Add Plan Understanding Quiz pre-flight check for start-rlcr-loop

SihaoLiu · SihaoLiu · commit 8e90877086d1 · 2026-03-12T21:08:01.000-07:00
Add an advisory quiz that runs before the RLCR loop starts, verifying
the user understands the technical implementation details of their plan.
An opus-model agent analyzes the plan and generates 2 multiple-choice
questions.

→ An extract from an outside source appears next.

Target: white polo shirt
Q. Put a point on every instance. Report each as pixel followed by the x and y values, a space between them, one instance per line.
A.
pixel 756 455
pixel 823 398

If the user answers incorrectly, the system explains the plan
and offers to stop or proceed.

New flags:
- --yolo: skip quiz and enable --claude-answer-codex (full automation)

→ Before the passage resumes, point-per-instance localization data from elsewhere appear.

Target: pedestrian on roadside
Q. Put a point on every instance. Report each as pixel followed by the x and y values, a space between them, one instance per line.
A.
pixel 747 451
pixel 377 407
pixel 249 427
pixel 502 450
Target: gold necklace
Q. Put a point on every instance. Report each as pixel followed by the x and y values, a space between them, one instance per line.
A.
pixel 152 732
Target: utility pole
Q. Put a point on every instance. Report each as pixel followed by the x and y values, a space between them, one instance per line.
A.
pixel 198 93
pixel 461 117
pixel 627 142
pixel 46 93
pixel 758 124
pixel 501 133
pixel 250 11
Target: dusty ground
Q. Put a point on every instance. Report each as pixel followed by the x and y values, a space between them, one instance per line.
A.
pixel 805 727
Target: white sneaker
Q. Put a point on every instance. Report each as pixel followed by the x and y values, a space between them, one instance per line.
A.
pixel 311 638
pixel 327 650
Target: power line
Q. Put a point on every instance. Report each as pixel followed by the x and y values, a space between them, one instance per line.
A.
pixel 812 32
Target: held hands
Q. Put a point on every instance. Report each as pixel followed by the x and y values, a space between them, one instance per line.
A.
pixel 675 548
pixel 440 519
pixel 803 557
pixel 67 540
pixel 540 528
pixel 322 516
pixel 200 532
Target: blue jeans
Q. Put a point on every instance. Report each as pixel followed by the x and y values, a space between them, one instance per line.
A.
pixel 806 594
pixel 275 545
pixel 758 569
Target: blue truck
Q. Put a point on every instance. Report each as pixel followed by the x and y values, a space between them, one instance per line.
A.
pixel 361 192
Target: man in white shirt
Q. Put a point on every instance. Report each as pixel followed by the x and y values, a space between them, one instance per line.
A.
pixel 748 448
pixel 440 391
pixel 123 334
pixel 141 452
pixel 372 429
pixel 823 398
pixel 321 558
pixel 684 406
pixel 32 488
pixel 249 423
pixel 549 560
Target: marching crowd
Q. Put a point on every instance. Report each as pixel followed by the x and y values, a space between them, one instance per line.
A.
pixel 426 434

- --skip-quiz: skip quiz only without other behavioral changes

gen-plan auto-start now passes --skip-quiz since the user already
demonstrated understanding through the convergence discussion.
diff --git a/agents/plan-understanding-quiz.md b/agents/plan-understanding-quiz.md
@@ -0,0 +1,103 @@
+---
+name: plan-understanding-quiz
+description: Analyzes a plan and generates multiple-choice technical comprehension questions to verify user understanding before RLCR loop. Use when validating user readiness for start-rlcr-loop command.
+model: opus
+tools: Read, Glob, Grep
+---
+
+# Plan Understanding Quiz
+
+You are a specialized agent that analyzes an implementation plan and generates targeted multiple-choice technical comprehension questions. Your goal is to test whether the user genuinely understands HOW the plan will be implemented, not just what the plan title says.
+
+## Your Task
+
+When invoked, you will be given the content of a plan file. You need to:
+
+### Analyze the Plan
+
+1. **Read the plan thoroughly** to understand:
+   - What components, files, or systems are being modified
+   - What technical approach or mechanism is being used
+   - How different pieces of the implementation connect together
+   - What existing patterns or systems the plan builds upon
+
+2. **Explore the repository** to add context:
+   - Check README.md, CLAUDE.md, or other documentation files
+   - Look at the directory structure and key files referenced in the plan
+   - Understand the existing architecture that the plan interacts with
+
+### Generate Multiple-Choice Questions
+
+Create exactly 2 multiple-choice questions that test the user's understanding of the plan's **technical implementation details**. Each question must have exactly 4 options (A through D), with exactly 1 correct answer.
+
+- **QUESTION_1**: Should test whether the user knows what components/systems are being changed and how. Focus on the core technical mechanism or approach.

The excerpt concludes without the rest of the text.